Dans la foulée du discours présidentiel, les annonces se sont accélérées depuis début août.

La présidence a demandé d'examiner la part de l'entreprise minière publique, la Gécamines, dans une importante mine de cuivre et cobalt, TFM (Tenke Fungurume Mining), dont l'actionnaire principal est le groupe chinois China Molybdenum. Une commission va évaluer l'ampleur des réserves du site, afin de permettre à l’Etat de "rentrer équitablement dans ses droits", a-t-elle promis.

Encore plus spectaculaire, Félix Tshisekedi a  demandé un état des lieux de l'exécution d'un mégacontrat sino-congolais signé en 2008, par lequel un consortium chinois devait construire des infrastructures en échange de minerais. Le montant total concerné était au départ de 9 milliards de dollars, revu l'année suivante à 6 milliards. 

Un exemple concret de ces relations qui se tendent : dans le Sud-Kivu (est), le gouverneur a suspendu les activités d'extraction aurifère d'entreprises chinoises qui, selon lui, ne respectent ni les règles du code minier, ni l'environnement, ni les droits de l'Homme.

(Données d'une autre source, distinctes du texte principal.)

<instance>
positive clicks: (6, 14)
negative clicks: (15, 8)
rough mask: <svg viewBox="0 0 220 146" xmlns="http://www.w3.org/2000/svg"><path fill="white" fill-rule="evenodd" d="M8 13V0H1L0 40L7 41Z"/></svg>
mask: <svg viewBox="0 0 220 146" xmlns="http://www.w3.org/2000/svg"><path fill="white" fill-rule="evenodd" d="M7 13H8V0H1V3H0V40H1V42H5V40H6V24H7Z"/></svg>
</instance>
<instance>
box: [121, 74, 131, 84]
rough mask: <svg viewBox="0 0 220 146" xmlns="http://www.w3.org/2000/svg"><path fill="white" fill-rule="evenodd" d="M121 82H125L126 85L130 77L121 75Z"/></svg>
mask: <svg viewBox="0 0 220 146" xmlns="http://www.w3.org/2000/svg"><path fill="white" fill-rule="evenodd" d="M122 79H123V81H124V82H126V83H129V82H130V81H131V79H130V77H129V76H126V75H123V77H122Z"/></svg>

Un documentaire accusant la Chine de coloniser la RDC a aussi alourdi le dossier, d'autant plus que le Dr Denis Mukwege, prix Nobel de la paix 2018, y est interrogé et assimile à "une forme d'esclavage" le comportement des Chinois.

L'ambassade de Chine a répliqué, jurant de sa bonne foi, promettant de mener des enquêtes et de sévir contre les entreprises qui se livreraient à de l'exploitation illégale. 

Dans ce contexte de tensions, les infox sur la présence chinoise en RDC sont monnaie courante sur les réseaux sociaux, comme cette photo de travailleurs chinois attendant dans un couloir et faussement présentés comme des "auteurs de kidnapping d'enfants" sur Facebook, comme l'avait vérifié en août dernier l'AFP. Il y a quelques jours encore, une publication virale prétendait montrer, selon les internautes qui la faisaient circuler, un Chinois fouettant un Congolais dans une exploitation minière en RDC. Mais cette scène s'est en réalité déroulée au Rwanda et non en RDC, comme l'a montré l'AFP dans un article de vérification.